Horizontal Gene Transfer (HGT)
A mannanase gene (GenBank ID ACU52527) similar to a Bacillus circulans protein was identified from a H. hampei cDNA54 and a xylanase (GenBank ID ADN94682) highly similar to Streptomyces bingchenggensis was isolated from a H. hampei genomic clone55. All predicted H. hampei proteins from the draft genome were screened for HGT candidates by identifying proteins with more significant BLAST e-values to a set of bacterial proteins (UniRef50 bacterial proteins) than to a set of arthropod proteins (UniRef50 arthropod proteins). To remove genes originating from contaminating bacterial DNA in the H. hampei genomic library, only gene models with >10% of exon bases covered by aligned RNA-seq reads were considered as HGT candidates.

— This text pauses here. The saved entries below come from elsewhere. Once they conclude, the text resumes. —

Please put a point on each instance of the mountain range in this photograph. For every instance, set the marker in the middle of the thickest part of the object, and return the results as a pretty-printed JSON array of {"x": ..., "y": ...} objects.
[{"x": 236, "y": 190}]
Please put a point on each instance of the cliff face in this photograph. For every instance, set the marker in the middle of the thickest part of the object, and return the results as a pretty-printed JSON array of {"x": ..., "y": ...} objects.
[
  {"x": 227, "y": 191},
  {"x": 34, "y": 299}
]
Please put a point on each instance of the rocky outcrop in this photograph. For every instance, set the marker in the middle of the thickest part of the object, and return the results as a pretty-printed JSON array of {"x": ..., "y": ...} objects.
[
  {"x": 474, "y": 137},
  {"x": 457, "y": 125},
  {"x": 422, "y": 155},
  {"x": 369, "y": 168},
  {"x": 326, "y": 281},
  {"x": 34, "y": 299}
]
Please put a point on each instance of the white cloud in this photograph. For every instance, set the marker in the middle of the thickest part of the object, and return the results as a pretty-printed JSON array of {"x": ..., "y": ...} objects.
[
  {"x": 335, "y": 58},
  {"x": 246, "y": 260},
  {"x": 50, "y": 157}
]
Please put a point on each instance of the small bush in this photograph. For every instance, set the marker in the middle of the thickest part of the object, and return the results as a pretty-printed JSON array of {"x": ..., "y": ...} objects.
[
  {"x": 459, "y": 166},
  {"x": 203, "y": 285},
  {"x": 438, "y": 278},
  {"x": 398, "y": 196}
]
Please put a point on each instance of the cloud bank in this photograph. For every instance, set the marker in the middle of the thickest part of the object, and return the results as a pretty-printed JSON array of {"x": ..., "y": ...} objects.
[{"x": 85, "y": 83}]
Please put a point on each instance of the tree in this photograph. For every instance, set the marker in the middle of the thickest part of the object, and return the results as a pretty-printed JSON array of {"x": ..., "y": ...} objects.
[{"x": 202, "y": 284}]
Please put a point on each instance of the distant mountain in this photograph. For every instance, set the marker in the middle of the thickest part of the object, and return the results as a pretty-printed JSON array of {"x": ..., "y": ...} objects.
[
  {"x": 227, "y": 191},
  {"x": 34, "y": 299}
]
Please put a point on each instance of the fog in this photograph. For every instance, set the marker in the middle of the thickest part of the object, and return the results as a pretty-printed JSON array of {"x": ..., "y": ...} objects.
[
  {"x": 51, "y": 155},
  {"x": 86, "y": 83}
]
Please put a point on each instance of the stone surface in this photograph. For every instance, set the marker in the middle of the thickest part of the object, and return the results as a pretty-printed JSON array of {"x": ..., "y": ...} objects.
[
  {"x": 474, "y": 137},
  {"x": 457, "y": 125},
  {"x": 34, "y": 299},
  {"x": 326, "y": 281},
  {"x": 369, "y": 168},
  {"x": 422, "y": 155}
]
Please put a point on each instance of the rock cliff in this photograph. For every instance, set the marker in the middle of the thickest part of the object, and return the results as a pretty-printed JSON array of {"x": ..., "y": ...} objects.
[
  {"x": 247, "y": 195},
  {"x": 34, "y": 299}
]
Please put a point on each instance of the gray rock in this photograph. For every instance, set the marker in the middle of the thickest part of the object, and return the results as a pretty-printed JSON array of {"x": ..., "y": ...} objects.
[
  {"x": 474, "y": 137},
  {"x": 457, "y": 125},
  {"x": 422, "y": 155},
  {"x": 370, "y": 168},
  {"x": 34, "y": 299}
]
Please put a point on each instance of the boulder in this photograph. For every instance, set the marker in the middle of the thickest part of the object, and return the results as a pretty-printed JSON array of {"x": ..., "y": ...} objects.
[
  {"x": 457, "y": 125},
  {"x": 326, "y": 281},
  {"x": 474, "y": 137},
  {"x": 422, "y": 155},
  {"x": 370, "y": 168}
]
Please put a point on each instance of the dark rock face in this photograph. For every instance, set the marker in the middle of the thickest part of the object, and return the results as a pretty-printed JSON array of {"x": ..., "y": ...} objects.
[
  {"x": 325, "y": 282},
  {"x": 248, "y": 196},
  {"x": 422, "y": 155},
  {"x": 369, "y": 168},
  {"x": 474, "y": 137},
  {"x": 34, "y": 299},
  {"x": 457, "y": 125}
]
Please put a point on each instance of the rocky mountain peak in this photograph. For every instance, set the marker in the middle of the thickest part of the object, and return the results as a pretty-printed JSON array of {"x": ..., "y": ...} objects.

A total of 10 HGT candidate genes were identified with evidence for expression, integration into the H. hampei genome, and phylogenetic evidence that the sequences are more closely related to bacterial rather than eukaryotic genes (Table 3). Two copies of endo-1,4-beta-xylanase genes with high similarity to Streptomyces sp. were found on two different draft genome contigs (BLAST e-value ~1e−107, 46–56% amino acid identity). These predicted proteins have 89% and 86% amino acid identity respectively to the xylanase gene reported by Padilla-Hurtado et al.55, but only 75% amino acid identity to each other. These predicted H. hampei genes are highly expressed (FPKM 1.5e6 and 3.1e5, based on Cufflinks analysis of aligned RNA-seq reads), contain introns, and are on contigs that contain other predicted H. hampei genes. A similar endo-1,4-beta-xylanase (BLAST e-value 8e−40) was identified in the gut microbiota of the termite Globitermes brachycerastes, but is incorrectly annotated in GenBank ID 4HU8_A as of arthropod origin56. Xylanases present in the mustard leaf beetle, Phaedon cochleariae (Chrysomelidae) also appear to have been acquired from bacteria57. Polygalacturonase genes apparently acquired from bacterial or fungal sources have been reported for some species of cerambycids, chrysomelids, and curculionids58.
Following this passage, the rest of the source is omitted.